Mileage Makes Me Smile
We just got back from our road trip. This time we took my little Rav4 since I barely put 5,000 miles on it this last year. We put 2255 miles on it, and (Ta DA!) we got an amazing 28.814945436888241 miles per gallon during the trip, even counting all the in-town travel we did in Pittsburgh (yes, photos and write-up to follow, first we have to get unpacked and I have to get some laundry started.)
Back a long long time ago, when I was in 6th grade, my parents took us out of school for a road trip, and my teacher gave me several assignments I had to do while I was gone those two weeks. One assignment was to keep track of the mileage, the gas consumption, and to figure the miles per gallon. (I also had to keep a daily journal, and to see how many different state license plates I could find while we travelled.) I’m such a geek, keeping track of gas mileage has fascinated me ever since. Cars do so many things better than they every used to. Nearly 29 mpg makes me smile.
Travel over the Memorial Day weekend also made us smile. We expected horrendous traffic and found calm, rational driving everywhere we went, even through the larger cities. . . it was heaven.
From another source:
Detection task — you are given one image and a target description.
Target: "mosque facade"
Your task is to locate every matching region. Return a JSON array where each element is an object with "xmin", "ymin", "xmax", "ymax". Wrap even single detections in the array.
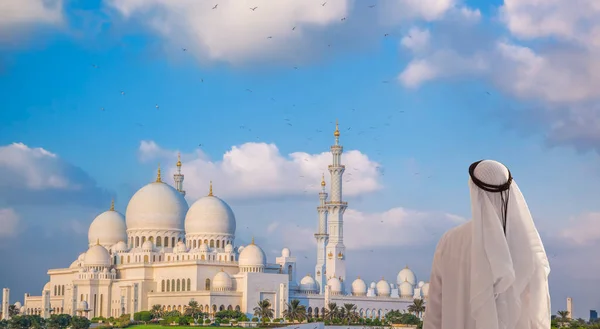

I love road trips. I get time with my husband, I have him all to myself and as we drive along every now and then he will start talking and – after all these years – I will learn something new about my husband. Someone makes the bed I sleep in and irons the sheets. Someone fixes my meals, and I get to eat what I want. I get to see new things and take a few photos. This trip we got to spend time with a very special group of friends we grew close to in Doha . . . What’s not to love?
Islamic Architecture from YouTube
I still get e-mail from I Love Qatar.com and even though I no longer live in Qatar, I love their e-mails, I love hearing about what is going on in Doha socially and culturally, and I love this fresh, enthusiastic group of people who promote having fun and learning more about Qatar.
In today’s e-mail was a reference to this lovely video collection by Mballan which I recommend you watch when you have a few peaceful moments to enjoy it – he – or she – has found some magnificent sights, and the collection is beautiful. I only wish more of the selections were identified; I could recognize several, but far from all. Enjoy . . .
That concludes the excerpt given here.